Our local has the same mock set up. The apprentices learn in the class and they do 'ground roughs' outside in the dirt. We also have a 'wet lab'. That is the backflow set up with acutal devices that we get our certifications and re-certifications on. 

When I worked in the non-union shops, they didn't have mock set ups. There is also a mobile med gas lab, but it wasn't in town when I went through the med gas classes.

Not to start the whole union vs. non-union debate, but in my opinion the union shops offer the best training.


----------



## C3sp0611 (Jul 23, 2014)

yeah it's a great training and environment but little time to learn everything. I plan on going down to the union hall in Winnipeg to see if I can upgrade skills/take courses on some to help me prepare for my interprovincial journeyman's exam once the time comes and I am able to challenge the test. 

Thank for the suggestions/comments and yeah these are ideal school scenarios Im assuming and sure will find out once I get out in the field that things are not going to be as nice as they are here.


----------



## Flyout95 (Apr 13, 2012)

Wait till you solder a joint while standing on you head.


----------



## wharfrat (Nov 1, 2014)

Flyout95 said:


> Wait till you solder a joint while standing on you head.


hanging upside down, blindfolded and hungover... I know a guy...:whistling2:


----------



## gasket (Sep 6, 2012)

That looks like they give you a great learning experience! Soak that up!
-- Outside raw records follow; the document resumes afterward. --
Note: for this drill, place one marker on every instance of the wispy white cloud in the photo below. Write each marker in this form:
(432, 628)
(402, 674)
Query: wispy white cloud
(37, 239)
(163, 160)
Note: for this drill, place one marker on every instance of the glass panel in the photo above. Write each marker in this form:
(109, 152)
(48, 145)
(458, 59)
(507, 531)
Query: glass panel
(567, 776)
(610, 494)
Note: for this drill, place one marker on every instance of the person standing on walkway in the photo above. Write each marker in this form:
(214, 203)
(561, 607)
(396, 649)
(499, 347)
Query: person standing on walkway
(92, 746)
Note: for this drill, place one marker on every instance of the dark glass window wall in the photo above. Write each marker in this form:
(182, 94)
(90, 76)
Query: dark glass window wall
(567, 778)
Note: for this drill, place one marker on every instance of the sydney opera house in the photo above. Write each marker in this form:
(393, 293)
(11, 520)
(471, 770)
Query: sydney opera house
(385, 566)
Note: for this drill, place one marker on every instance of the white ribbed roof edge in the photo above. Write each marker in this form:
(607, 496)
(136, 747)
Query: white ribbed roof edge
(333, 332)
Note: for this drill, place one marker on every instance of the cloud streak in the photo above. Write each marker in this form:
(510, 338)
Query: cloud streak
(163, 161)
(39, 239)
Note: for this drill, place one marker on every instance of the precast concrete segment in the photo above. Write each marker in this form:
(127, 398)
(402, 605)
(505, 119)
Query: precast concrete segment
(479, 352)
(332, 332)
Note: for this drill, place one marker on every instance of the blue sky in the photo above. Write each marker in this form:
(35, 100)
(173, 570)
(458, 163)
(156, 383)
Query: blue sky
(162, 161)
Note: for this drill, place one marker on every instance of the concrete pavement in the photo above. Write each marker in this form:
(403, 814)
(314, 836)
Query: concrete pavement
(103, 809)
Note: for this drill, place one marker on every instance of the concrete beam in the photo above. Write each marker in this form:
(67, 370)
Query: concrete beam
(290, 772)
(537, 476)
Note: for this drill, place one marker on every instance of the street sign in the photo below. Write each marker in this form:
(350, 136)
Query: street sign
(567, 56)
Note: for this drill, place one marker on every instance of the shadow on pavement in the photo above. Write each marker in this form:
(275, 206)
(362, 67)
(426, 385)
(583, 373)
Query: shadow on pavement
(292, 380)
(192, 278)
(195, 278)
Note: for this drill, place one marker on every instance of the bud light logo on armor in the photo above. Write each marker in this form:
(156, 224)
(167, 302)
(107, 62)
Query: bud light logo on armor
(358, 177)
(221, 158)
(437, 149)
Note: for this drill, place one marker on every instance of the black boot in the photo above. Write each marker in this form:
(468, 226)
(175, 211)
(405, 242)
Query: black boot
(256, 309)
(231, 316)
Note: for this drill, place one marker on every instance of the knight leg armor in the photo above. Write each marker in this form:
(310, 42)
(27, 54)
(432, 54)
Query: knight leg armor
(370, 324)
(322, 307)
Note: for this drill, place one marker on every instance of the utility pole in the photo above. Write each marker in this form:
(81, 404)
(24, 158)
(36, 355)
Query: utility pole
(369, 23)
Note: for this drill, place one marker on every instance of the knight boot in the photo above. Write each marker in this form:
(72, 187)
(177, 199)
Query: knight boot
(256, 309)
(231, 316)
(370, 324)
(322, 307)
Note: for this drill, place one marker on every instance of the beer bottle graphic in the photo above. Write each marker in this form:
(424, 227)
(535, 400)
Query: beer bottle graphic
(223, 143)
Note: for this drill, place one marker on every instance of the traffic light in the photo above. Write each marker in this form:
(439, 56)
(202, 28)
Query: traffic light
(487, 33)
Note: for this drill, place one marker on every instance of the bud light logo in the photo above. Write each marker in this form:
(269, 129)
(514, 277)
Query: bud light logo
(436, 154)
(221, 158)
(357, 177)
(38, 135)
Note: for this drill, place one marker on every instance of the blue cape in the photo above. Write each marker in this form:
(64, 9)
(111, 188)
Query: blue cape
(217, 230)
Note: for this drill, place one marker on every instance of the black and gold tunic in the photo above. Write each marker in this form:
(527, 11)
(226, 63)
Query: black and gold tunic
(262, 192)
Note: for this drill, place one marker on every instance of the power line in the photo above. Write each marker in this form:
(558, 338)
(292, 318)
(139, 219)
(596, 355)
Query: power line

I am currently in my second year at the PHCC and we do 90% book work. I really wish we did more of what you have at your hand. Yes, we do have a huge warehouse with a whole bunch of stuff in it, yet we do rarely anything practical and hands on. I still make the best of it.


----------



## tims007 (Aug 31, 2013)

oye vey .. i just had flashbacks to tech school at sheppard AFB in wichita TX ..


----------